Deputy Minister of Tourism, Claudia Cornejo, said Baca, as Culture Minister, is entitled to assess the carrying capacity of Machu Picchu, but added that the final decision rests with the recently installed Management Unit of Machu Picchu Sanctuary, which is comprised of representatives from her ministry and Cusco’s Regional Government.
“I understand that the Culture Ministry will conduct its own research with foreigners. They are within their rights to do so,” she said. “What we’re looking for is that they do it quickly. That is, if you want to bring in people from the outside to analyze things, we fully support it, but do it quickly.”
Víctor Carlotto, director of Regional Geology of Peru’s Geological Mining and Metallurgy Institute (Ingemmet) told Radio Nacional that Machu Picchu could easily handle as many as 6,000 daily visitors, provided their concentration at any one time be controlled and spaced out across the day.
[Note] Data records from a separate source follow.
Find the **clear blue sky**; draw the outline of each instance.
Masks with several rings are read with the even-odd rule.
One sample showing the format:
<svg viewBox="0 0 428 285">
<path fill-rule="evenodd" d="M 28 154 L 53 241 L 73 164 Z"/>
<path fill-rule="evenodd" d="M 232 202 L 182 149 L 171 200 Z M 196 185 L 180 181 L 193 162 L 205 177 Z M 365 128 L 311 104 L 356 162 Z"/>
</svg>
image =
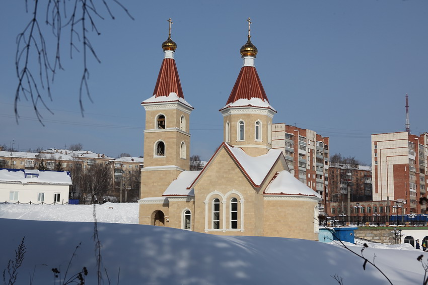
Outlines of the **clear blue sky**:
<svg viewBox="0 0 428 285">
<path fill-rule="evenodd" d="M 89 61 L 91 103 L 78 92 L 83 67 L 69 59 L 62 42 L 65 71 L 52 85 L 52 115 L 42 110 L 43 127 L 29 102 L 13 101 L 18 84 L 15 41 L 31 18 L 24 1 L 5 1 L 0 9 L 0 144 L 12 140 L 20 150 L 63 148 L 116 156 L 143 155 L 144 109 L 153 94 L 163 58 L 161 47 L 172 18 L 172 38 L 190 117 L 191 154 L 209 158 L 223 139 L 221 114 L 242 65 L 246 19 L 258 49 L 256 67 L 271 105 L 274 123 L 316 131 L 330 138 L 330 153 L 370 163 L 370 135 L 402 131 L 405 95 L 410 129 L 428 131 L 428 1 L 127 1 L 135 20 L 111 4 L 116 19 L 98 21 L 101 35 L 90 37 L 102 63 Z M 29 1 L 30 6 L 33 2 Z M 102 8 L 100 6 L 100 8 Z M 44 12 L 43 11 L 43 13 Z M 47 41 L 53 39 L 40 19 Z"/>
</svg>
“Machu Picchu is one of the few Cultural Patrimony of Humanity sites where people can arrive at seven in the morning and leave at five in the evening with no control and the people come and go as they please. Nowhere else does this happen,” Carlotto said. “Our proposal is to create three or four shifts of, say, three hours, because the circuits take at most two hours. There are short circuits that last an hour and 20 minutes.
“If you created three or four shifts, Machu Picchu could handle four or five or six thousand tourists per day, but at any one time there wouldn’t be more than 1,200 or 1,300 people on the site,” he added. “People would follow predetermined routes with guides in an orderly fashion, as it’s done at sites everywhere else. That’s the way we could do it so everyone can experience Machu Picchu.”
Carlotto and his institute have long contended that the greater danger to Machu Picchu is water filtration and the resulting threat of landslides.
During the Inca occupation of Machu Picchu in the 15th century the buildings and agricultural terraces were protected from heavy rains by an elaborate system of gutters and drains, most famously documented by the paleohydrolic engineer Kenneth R. Wright.
Today, the lack of roofs on the buildings and the lack of preservation of the drains has allowed the water to saturate Machu Picchu’s top soil and penetrate the bedrock, Carlotto said.
The roofs should be rebuilt, and the ancient system of drains restored, he concluded.